Although Cameron and Clegg might want to persuade us that one set of quarterly figures justifies their ruthless programme of cuts, most people in the real world know that their words ring hollow.
So I can understand why some people were happy to learn that a new plan to develop part of Glasgow city centre has been approved by the Scottish Government.
Improvements to public spaces and a big retail expansion at Buchanan Galleries, have been proposed by Glasgow City Council and approved by the Scottish Government.

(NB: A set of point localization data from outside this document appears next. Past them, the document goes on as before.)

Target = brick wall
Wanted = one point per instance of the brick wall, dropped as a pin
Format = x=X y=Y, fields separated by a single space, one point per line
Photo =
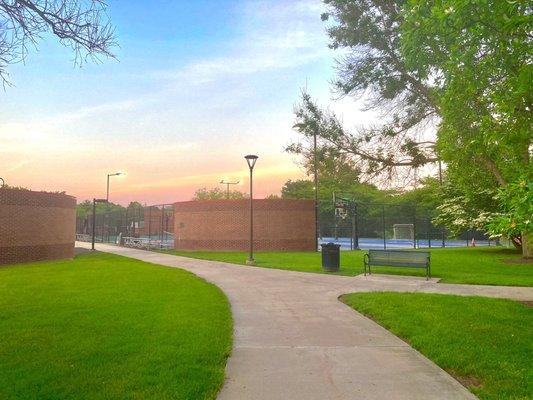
x=224 y=225
x=156 y=220
x=36 y=226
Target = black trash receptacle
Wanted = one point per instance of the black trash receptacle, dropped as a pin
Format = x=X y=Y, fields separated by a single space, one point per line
x=331 y=255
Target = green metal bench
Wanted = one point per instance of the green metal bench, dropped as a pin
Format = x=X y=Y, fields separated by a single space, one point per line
x=397 y=258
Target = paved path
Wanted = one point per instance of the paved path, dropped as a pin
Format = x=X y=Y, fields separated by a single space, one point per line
x=294 y=340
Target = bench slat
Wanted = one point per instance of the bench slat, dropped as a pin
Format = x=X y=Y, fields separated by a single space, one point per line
x=398 y=258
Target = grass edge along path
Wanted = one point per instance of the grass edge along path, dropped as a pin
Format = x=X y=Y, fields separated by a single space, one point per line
x=103 y=326
x=485 y=343
x=479 y=265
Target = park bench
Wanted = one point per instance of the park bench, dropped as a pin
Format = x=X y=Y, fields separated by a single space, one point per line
x=397 y=258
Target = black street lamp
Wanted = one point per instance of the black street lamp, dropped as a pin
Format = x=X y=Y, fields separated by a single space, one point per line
x=108 y=175
x=227 y=183
x=94 y=219
x=251 y=160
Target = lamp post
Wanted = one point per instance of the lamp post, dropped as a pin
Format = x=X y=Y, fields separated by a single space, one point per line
x=227 y=183
x=94 y=219
x=108 y=175
x=251 y=160
x=315 y=178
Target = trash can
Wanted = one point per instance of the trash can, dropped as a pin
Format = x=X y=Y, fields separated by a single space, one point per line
x=331 y=256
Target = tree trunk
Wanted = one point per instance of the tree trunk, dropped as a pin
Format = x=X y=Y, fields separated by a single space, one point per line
x=527 y=244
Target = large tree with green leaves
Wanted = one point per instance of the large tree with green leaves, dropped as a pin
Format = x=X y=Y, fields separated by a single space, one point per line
x=478 y=54
x=459 y=70
x=373 y=71
x=217 y=194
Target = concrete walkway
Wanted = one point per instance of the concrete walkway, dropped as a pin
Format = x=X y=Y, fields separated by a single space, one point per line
x=293 y=339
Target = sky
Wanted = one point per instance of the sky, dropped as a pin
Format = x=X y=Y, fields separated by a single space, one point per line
x=197 y=85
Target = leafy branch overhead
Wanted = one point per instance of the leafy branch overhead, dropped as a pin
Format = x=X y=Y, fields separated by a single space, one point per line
x=82 y=25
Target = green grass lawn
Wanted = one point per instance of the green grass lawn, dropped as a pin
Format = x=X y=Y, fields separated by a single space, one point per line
x=487 y=344
x=479 y=265
x=108 y=327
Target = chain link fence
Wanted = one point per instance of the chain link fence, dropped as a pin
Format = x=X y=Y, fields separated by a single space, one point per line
x=387 y=226
x=359 y=226
x=143 y=227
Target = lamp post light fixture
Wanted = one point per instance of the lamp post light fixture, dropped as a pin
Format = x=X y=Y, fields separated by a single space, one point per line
x=94 y=219
x=227 y=183
x=108 y=175
x=251 y=160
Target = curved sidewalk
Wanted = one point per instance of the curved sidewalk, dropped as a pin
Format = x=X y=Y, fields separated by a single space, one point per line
x=293 y=339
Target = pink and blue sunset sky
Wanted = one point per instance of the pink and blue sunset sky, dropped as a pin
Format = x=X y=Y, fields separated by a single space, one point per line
x=197 y=86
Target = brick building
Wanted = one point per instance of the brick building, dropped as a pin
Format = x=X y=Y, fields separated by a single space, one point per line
x=36 y=226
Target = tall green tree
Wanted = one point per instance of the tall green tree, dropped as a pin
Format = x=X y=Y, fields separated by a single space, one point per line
x=461 y=70
x=217 y=194
x=478 y=55
x=373 y=70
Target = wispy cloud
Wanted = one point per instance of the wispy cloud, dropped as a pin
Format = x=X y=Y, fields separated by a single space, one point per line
x=273 y=37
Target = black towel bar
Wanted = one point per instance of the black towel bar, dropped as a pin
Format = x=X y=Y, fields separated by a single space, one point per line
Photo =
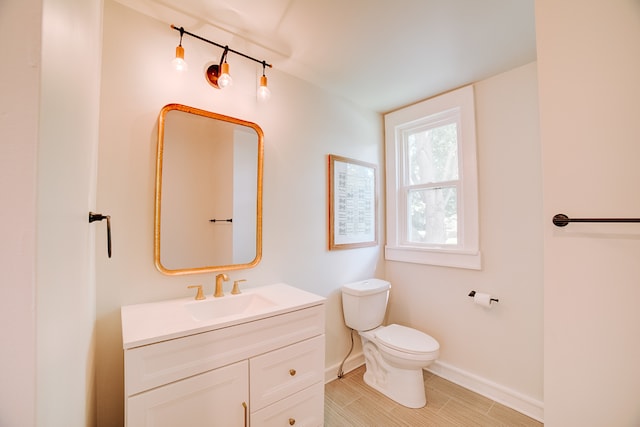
x=561 y=220
x=221 y=220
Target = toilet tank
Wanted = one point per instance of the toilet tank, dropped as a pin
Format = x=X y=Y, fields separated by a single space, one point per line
x=364 y=303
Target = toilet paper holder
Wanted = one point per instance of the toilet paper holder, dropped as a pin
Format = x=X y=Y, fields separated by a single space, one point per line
x=473 y=294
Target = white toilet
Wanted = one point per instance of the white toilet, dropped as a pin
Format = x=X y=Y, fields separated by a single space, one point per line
x=394 y=355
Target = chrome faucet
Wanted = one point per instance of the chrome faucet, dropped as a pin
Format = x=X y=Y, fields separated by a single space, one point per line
x=219 y=279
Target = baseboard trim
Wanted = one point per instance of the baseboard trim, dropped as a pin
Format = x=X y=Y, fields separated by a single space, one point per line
x=503 y=395
x=354 y=361
x=506 y=396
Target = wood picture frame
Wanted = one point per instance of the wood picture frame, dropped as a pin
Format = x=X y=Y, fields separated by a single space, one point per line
x=353 y=203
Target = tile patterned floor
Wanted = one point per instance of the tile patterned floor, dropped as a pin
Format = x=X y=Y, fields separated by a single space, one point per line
x=350 y=402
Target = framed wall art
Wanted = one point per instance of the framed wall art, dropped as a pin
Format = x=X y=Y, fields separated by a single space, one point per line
x=353 y=203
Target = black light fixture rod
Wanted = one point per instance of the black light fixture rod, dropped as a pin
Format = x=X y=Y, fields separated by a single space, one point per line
x=226 y=48
x=561 y=220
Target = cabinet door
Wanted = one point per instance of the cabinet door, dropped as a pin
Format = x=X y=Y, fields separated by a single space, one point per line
x=214 y=398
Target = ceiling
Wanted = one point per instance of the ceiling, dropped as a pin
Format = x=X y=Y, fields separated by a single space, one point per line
x=380 y=54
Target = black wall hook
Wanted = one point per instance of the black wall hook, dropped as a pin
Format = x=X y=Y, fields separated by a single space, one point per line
x=99 y=217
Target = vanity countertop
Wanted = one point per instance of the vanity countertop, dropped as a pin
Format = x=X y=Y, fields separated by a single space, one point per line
x=148 y=323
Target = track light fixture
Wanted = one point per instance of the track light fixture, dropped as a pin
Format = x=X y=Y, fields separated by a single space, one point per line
x=264 y=93
x=218 y=74
x=178 y=62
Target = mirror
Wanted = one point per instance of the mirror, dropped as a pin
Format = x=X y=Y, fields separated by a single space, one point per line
x=208 y=201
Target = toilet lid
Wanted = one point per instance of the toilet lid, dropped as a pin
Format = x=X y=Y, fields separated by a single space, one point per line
x=406 y=339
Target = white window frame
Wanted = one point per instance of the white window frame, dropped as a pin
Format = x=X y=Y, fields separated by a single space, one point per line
x=466 y=253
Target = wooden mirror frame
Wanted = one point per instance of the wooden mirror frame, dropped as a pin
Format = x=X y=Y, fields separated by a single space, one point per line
x=158 y=192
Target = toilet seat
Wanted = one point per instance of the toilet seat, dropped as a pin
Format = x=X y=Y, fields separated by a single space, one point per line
x=406 y=340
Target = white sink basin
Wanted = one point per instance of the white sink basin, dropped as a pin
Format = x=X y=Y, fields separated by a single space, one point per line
x=229 y=305
x=149 y=323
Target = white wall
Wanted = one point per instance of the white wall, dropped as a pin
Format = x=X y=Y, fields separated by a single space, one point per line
x=18 y=154
x=589 y=65
x=498 y=351
x=301 y=125
x=67 y=150
x=49 y=121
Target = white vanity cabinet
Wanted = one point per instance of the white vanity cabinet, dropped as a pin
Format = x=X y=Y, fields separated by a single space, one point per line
x=264 y=372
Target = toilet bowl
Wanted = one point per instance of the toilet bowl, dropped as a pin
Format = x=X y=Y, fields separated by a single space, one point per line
x=395 y=355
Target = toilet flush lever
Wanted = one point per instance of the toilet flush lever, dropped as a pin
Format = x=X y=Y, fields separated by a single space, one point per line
x=99 y=217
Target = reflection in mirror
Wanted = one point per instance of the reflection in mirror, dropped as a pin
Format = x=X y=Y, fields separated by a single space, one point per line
x=208 y=206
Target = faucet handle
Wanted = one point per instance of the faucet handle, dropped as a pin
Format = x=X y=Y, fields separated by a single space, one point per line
x=236 y=288
x=199 y=294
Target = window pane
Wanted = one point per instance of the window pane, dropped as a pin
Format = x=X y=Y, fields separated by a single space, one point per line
x=433 y=216
x=432 y=154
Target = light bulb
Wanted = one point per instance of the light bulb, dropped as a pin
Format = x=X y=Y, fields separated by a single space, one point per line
x=225 y=79
x=178 y=62
x=264 y=93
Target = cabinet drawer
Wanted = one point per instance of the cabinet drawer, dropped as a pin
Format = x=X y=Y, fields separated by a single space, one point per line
x=157 y=364
x=280 y=373
x=214 y=398
x=305 y=408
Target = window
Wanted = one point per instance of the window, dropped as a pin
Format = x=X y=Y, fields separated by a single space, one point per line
x=432 y=202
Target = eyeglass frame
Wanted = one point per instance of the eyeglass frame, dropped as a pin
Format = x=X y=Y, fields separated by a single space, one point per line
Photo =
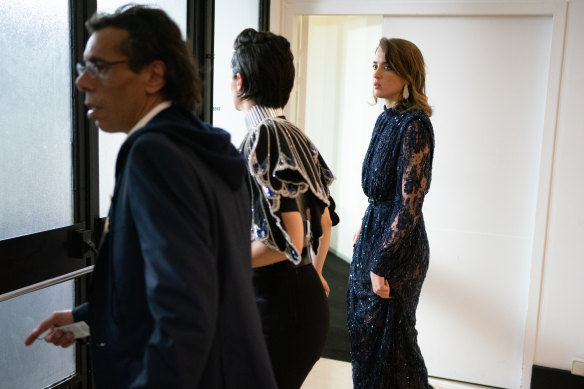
x=96 y=69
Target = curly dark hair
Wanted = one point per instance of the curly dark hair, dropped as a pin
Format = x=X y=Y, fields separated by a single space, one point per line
x=152 y=35
x=266 y=65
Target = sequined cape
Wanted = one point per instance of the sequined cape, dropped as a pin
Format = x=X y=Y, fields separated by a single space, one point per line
x=283 y=162
x=395 y=177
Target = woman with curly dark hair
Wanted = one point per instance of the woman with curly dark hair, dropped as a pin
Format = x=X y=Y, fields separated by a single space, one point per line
x=291 y=205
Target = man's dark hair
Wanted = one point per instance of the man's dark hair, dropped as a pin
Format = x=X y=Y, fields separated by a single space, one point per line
x=152 y=36
x=266 y=66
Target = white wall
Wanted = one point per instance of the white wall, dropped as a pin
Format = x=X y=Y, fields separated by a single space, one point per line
x=556 y=286
x=560 y=336
x=338 y=76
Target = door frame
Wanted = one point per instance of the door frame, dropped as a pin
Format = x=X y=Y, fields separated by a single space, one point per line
x=287 y=19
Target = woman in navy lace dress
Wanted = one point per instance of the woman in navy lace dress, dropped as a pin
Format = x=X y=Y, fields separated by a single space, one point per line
x=391 y=252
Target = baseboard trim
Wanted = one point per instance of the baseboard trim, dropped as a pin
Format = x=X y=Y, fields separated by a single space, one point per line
x=549 y=378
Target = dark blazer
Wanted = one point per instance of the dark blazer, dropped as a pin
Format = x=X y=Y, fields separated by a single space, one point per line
x=172 y=303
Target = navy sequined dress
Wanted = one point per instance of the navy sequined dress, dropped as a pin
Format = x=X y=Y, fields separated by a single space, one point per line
x=396 y=176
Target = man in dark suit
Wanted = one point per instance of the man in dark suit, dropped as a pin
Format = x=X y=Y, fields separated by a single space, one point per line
x=172 y=304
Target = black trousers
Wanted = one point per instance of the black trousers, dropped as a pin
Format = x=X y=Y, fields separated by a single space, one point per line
x=295 y=318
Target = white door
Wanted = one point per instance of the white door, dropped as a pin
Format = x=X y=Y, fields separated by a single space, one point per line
x=487 y=81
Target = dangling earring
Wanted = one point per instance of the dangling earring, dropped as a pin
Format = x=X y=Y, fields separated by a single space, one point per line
x=406 y=92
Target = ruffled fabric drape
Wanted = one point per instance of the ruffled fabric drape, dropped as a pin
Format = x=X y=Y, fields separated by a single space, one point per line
x=284 y=163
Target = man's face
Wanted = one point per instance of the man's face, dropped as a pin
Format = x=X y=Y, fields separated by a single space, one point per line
x=115 y=96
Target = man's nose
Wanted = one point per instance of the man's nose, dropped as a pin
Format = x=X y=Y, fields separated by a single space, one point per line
x=83 y=82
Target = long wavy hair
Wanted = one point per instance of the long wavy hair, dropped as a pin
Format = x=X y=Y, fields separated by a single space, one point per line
x=152 y=35
x=406 y=60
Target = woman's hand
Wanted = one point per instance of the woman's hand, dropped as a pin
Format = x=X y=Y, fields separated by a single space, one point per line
x=327 y=290
x=379 y=285
x=356 y=236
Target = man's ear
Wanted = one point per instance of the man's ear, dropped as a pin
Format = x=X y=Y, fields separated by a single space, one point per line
x=155 y=77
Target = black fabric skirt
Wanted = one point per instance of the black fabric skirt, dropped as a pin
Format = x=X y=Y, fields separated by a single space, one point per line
x=295 y=318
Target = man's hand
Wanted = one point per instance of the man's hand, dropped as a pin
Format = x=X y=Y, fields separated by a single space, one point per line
x=379 y=285
x=57 y=337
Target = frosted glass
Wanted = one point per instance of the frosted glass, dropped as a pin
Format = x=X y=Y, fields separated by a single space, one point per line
x=109 y=144
x=42 y=363
x=35 y=117
x=230 y=19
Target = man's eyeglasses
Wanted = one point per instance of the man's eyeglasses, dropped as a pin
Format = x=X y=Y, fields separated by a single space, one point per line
x=97 y=69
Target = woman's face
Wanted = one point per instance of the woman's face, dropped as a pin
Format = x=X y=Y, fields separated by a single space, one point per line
x=387 y=84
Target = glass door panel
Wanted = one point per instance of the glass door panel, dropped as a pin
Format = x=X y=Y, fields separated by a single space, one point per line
x=35 y=117
x=36 y=175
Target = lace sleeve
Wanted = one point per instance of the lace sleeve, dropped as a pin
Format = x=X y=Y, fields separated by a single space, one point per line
x=414 y=168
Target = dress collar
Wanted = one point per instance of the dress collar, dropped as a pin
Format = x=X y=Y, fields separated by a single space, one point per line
x=257 y=113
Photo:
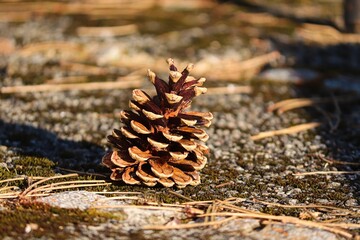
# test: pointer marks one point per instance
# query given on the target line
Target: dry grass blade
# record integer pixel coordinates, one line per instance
(28, 189)
(179, 195)
(82, 173)
(189, 225)
(326, 173)
(107, 31)
(119, 198)
(83, 68)
(287, 219)
(32, 48)
(69, 187)
(129, 193)
(12, 180)
(333, 161)
(303, 206)
(178, 209)
(72, 86)
(229, 90)
(290, 104)
(54, 186)
(290, 130)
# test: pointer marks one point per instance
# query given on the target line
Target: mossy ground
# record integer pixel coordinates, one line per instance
(34, 220)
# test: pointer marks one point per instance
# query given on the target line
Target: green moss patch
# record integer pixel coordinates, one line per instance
(38, 220)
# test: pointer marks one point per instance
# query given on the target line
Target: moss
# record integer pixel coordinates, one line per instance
(6, 174)
(49, 221)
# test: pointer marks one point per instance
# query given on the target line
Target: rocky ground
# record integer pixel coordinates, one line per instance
(69, 128)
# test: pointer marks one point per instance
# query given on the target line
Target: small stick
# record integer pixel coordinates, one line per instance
(290, 130)
(229, 90)
(139, 206)
(180, 195)
(326, 173)
(225, 184)
(28, 189)
(107, 31)
(332, 161)
(82, 173)
(71, 86)
(189, 225)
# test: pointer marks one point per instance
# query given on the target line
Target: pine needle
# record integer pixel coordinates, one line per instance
(285, 131)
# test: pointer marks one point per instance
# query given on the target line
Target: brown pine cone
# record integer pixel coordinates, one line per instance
(160, 142)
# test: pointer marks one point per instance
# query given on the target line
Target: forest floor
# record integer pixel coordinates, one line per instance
(283, 86)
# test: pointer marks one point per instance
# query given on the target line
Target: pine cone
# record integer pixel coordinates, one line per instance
(160, 142)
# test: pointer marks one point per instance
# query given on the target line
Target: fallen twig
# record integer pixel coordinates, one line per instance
(189, 225)
(107, 31)
(326, 173)
(332, 161)
(290, 104)
(290, 130)
(72, 86)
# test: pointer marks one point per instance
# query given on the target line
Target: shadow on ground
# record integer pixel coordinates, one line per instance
(31, 141)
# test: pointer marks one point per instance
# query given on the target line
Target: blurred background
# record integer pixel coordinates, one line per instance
(90, 41)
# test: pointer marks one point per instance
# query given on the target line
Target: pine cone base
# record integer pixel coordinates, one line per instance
(160, 142)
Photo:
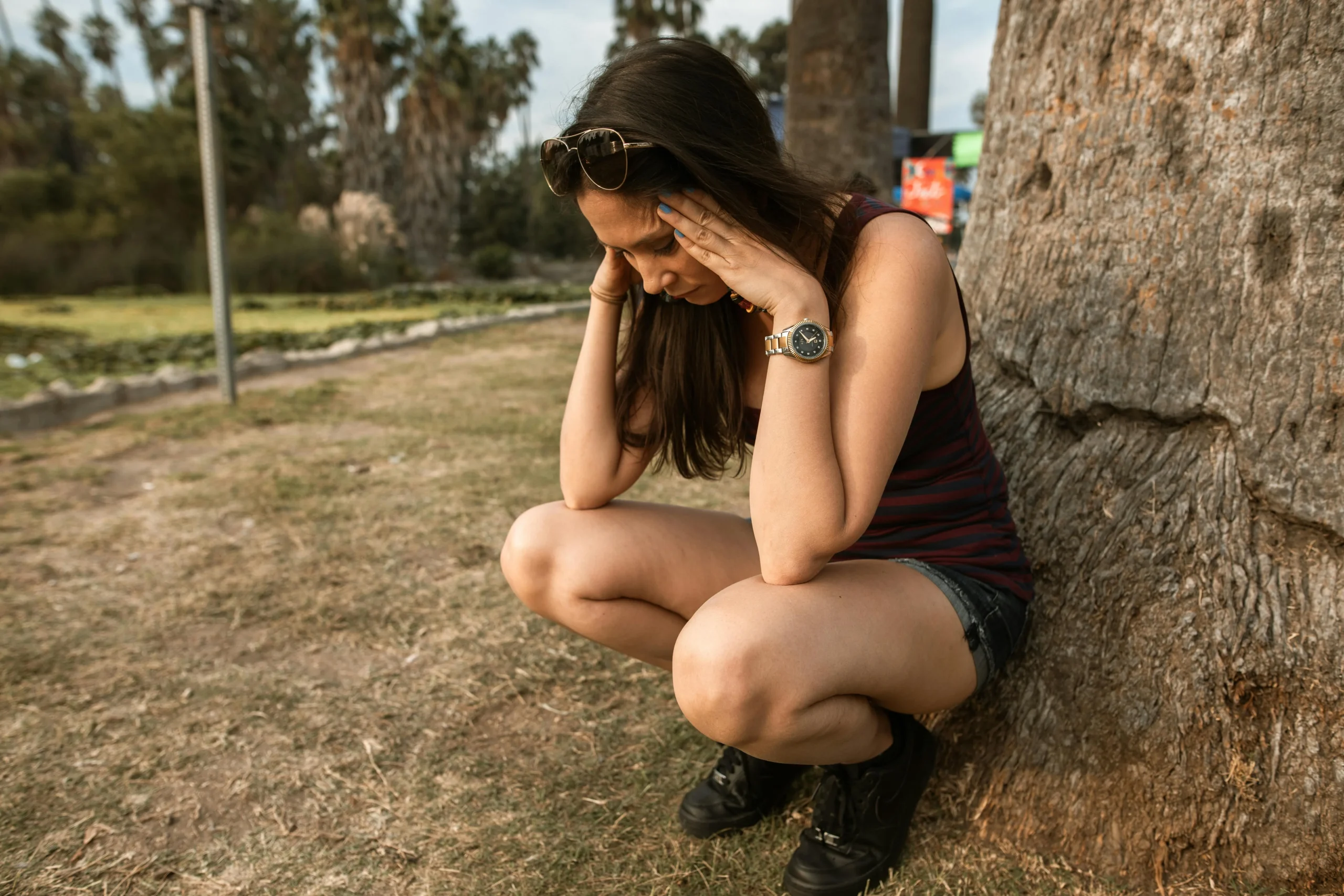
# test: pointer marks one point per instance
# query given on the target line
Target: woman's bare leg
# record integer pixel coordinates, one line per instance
(627, 575)
(796, 673)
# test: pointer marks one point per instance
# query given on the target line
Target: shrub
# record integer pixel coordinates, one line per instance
(494, 261)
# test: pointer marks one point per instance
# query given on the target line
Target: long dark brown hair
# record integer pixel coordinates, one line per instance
(711, 132)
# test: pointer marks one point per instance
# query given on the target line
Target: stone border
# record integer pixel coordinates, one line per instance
(61, 404)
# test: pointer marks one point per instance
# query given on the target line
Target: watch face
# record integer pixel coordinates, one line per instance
(808, 342)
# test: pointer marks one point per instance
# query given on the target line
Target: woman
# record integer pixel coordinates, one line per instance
(881, 574)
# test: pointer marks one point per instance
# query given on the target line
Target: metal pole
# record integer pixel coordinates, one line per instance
(213, 187)
(4, 27)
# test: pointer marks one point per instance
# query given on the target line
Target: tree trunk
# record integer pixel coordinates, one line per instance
(432, 140)
(1155, 276)
(916, 65)
(838, 119)
(358, 83)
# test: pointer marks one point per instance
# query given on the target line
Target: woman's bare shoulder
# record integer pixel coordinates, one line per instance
(901, 241)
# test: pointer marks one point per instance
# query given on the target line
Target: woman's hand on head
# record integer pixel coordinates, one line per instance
(756, 270)
(612, 281)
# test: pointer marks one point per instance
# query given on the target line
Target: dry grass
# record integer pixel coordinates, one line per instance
(269, 650)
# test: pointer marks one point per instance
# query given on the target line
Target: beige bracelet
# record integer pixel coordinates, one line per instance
(605, 299)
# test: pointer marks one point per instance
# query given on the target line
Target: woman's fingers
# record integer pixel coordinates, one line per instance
(695, 229)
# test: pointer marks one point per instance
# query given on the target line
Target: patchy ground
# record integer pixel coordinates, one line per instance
(269, 650)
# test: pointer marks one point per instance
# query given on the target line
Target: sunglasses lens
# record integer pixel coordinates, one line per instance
(554, 157)
(603, 155)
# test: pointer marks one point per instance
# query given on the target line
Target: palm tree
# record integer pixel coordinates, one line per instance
(50, 27)
(640, 20)
(140, 15)
(459, 96)
(101, 38)
(365, 41)
(432, 132)
(839, 112)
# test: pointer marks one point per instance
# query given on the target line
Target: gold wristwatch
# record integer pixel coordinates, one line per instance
(805, 340)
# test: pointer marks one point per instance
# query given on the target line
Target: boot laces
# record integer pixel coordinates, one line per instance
(835, 809)
(723, 770)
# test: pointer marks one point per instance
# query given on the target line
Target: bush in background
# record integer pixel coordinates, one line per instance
(494, 261)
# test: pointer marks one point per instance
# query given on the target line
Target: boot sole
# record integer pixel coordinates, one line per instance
(921, 770)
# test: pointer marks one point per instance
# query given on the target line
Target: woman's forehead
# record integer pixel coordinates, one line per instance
(620, 219)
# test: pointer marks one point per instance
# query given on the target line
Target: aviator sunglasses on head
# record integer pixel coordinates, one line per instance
(604, 156)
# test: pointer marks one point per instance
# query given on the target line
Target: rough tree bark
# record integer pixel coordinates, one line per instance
(358, 81)
(1155, 273)
(838, 120)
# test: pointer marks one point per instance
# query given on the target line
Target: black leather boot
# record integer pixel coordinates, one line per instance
(862, 816)
(738, 793)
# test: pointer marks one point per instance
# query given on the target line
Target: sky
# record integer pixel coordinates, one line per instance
(574, 35)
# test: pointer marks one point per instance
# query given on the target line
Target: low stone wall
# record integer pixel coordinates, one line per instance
(61, 404)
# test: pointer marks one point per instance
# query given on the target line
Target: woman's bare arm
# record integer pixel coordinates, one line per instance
(832, 430)
(594, 465)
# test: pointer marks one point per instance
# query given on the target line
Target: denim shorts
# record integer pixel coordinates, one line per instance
(992, 618)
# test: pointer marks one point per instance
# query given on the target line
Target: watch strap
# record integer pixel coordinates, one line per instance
(779, 343)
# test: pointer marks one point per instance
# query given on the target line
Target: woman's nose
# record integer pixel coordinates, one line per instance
(656, 281)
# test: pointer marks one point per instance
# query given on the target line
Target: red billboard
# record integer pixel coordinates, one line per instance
(927, 188)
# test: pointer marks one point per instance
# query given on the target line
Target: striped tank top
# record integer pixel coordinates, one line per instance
(947, 499)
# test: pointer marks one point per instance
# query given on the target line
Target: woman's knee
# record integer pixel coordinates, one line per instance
(530, 554)
(721, 673)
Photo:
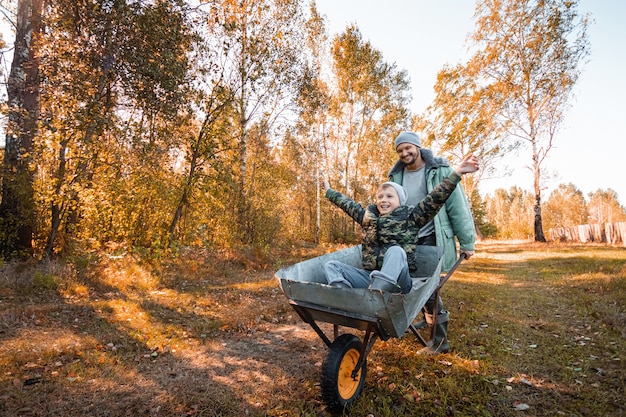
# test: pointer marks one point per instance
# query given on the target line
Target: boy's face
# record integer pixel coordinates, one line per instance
(387, 199)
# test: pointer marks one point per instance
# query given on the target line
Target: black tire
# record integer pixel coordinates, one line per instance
(339, 389)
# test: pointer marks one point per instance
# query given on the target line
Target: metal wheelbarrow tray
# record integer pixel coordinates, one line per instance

Sadly, all is not as it seems.
The development is to be funded by a new scheme called TIF – tax increment finance.
Quite simply it means that the council will borrow the money and repay its debt from the increased business rates which will roll in from new businesses in the future.
In normal circumstances there might be a case for this: ensuring that retailers in the city effectively end up funding the investment in public spaces which benefit them and help them make their profits.
But with city centre premises lying empty I have to question this scheme.
The fact is that it's based on a pretty reckless assumption that retail sales will not only recover, but grow faster than the rest of the economy for decades to come.
If this doesn't happen, it's the public purse which will be at risk. Taxpayers will have stumped up for the development, with no guarantee of seeing the debt repaid.
Given that it's linked to the expansion of a privately owned shopping centre, you're also being asked to take on the risk to help drive up someone else's profits.
This kind of gamble is bad enough while the real-world recession continues and retail premises lie empty, but do we really think the solution lies in the very habits that got us into this mess?
City centre retail grew for years as people spent ever more cash and credit, consuming ever more stuff just for its own sake.
The kind of local businesses which kept communities and neighbourhoods alive dwindled away, while identical chain stores in the city centre and the big malls rang to the slogan: "Let's go shopping forever."
We must do better than this.
IF ECONOMIC recovery means anything, surely it means running a healthier economy than the one that failed us.
An economy that helps people to live within their means instead of on plastic, one that supports real local businesses with their roots in the communities they serve, and one that looks after our city's public spaces, but not at the expense of debt for tomorrow's taxpayers.